Но тут писец вскочил и, заявив, что у него дух захватило, подошел к окну, чтобы освежиться; когда же он увидел, что внизу, на небольшой дистанции от оконного косяка, возвышается куча дубильного корья, то преследовавший его страх подтолкнул его и поднял на подоконник; после такого первого шага писец, прежде чем его успел схватить сзади один из свидетелей завещательного акта, сделал второй размашистый шаг прямо в пустой воздух и, качнувшись, как собственная стрелка своих весов, пролетел мимо оконного косяка, так что смог легко угодить на низкий трамплин – я имею в виду кучу корья. По прибытии туда этот падший художник не смог предпринять ничего лучшего, как воспользоваться своим лицом в качестве грабштихеля и пластической формы и копировального пресса, и сотворил ими на куче свое изображение в виде тисненой фигуры и меццо-тинто; на той же куче оказались, в качестве прилежно работающих скульпторских стекк, его пальцы – и сами скопировали себя, а нотариальной печатью, которую он раньше поставил возле чернильницы и затем захватил с собою, он случайно скрепил все происшествие. Очевидно, создать нотариуса другому нотариусу так же легко, как и пфальцграфу.
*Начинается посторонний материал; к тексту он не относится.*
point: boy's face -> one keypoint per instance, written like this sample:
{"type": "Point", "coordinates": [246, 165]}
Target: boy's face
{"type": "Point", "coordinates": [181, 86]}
Но Бёрстель не заинтересовался ни своим со-нотариусом, ни всей этой игрой природы, и на пути домой размышлял о совершенно иных предметах. Зато господа Штибель и Лейбгебер глядели в окно, и когда писец добежал до своего убежища, занялись двойником его внешней оболочки, который лежал внизу, растянувшись, как труп в анатомическом театре, и издавал запах юфти; но об этом автор настоящей книги больше не проронит ни слова, кроме слов Генриха: «Писец пожелал приложить под завещанием особенно крупную печать, которую никто не сможет подделать, а потому оттиснул ее собственным телом, – и вот там внизу мы видим весь сфрагистический оттиск».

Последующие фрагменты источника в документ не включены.